Professor Kyle Backstrand and Amanda Bogdonovich
Viterbo biochemistry Professor Kyle Backstrand and senior Amanda Bogdonovich are pictured in the lab where processing of wastewater samples begins.

This semester, Bogdonovich is doing the final statistical analysis for her research, which she will present at Viterbo’s annual Scholars Day event on April 26. So far, her analytical work indicates that 83 percent of the meth metabolites are removed in the wastewater treatment process.

She also found a major drop in average daily doses. Her analysis found evidence of an average of 7 meth doses per day per 1,000 people, a drop of more than 50 percent from 2019. “That’s only two data points but it could be evidence of a decrease in meth use,” she said.

As Bogdonovich nears completion of her research, two more Viterbo students are starting the second semester of their projects, both of them looking at concentrations of drug metabolites.

Skyla Geller and Isabel Torcivia
Skyla Geller and Isabel Torcivia are in their second semester of research work that involves testing wastewater for traces of THC and fentanyl.

Skyla Geller, a junior biology major from Illinois considering graduate school to study environmental sustainability, is looking at traces of THC, while Isabel Torcivia, a junior biochemistry major from Port Washington who plans to become a pharmacist, is testing for fentanyl. Backstand said they are the first Viterbo students to do WBE research on these drugs, so their work will determine whether there are measurable concentrations.
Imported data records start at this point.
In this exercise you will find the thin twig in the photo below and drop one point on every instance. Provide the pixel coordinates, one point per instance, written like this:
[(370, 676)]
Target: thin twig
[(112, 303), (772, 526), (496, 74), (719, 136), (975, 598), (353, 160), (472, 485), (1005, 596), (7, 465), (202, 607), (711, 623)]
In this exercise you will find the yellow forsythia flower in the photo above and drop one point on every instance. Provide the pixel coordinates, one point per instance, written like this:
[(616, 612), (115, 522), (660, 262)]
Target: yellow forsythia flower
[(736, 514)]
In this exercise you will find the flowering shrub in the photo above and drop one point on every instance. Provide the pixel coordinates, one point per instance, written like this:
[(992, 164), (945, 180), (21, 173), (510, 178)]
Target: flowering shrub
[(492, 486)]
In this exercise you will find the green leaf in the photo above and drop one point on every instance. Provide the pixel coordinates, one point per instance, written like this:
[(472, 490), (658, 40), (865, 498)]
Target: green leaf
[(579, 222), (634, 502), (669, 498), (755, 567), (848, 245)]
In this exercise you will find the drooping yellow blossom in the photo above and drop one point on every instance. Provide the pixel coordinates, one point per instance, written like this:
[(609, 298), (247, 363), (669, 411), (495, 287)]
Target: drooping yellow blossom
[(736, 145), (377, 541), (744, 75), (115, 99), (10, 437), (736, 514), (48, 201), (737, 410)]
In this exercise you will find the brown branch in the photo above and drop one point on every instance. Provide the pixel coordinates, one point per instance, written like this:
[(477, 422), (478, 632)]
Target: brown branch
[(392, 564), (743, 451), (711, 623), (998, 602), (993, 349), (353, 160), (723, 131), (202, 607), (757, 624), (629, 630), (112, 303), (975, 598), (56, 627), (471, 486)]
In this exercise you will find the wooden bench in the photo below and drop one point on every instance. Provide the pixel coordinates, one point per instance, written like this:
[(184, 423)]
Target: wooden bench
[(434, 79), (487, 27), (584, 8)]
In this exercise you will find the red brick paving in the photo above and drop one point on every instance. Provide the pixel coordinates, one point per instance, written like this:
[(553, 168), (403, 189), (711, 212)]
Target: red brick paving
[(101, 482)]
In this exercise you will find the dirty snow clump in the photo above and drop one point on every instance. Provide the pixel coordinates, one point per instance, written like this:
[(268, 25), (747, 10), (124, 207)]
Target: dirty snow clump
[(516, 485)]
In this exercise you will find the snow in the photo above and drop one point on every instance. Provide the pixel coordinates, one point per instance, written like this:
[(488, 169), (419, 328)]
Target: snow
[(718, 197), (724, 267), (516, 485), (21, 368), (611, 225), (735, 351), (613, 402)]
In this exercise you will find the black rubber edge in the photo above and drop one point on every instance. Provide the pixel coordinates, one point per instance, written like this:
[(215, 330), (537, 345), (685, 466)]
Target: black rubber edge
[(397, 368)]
They also are getting weekday and weekend samples to compare the levels, hypothesizing that the weekend samples will show higher drug use.

Many Viterbo students have gone into careers as researchers after working with professors on their projects. But even if they don’t do heavy duty research projects in their day-to-day work, knowing how scientific research is supposed to be done will at least help them better evaluate the validity of study results they encounter, and they’re findings can be valuable in advancing faculty members’ scholarly work.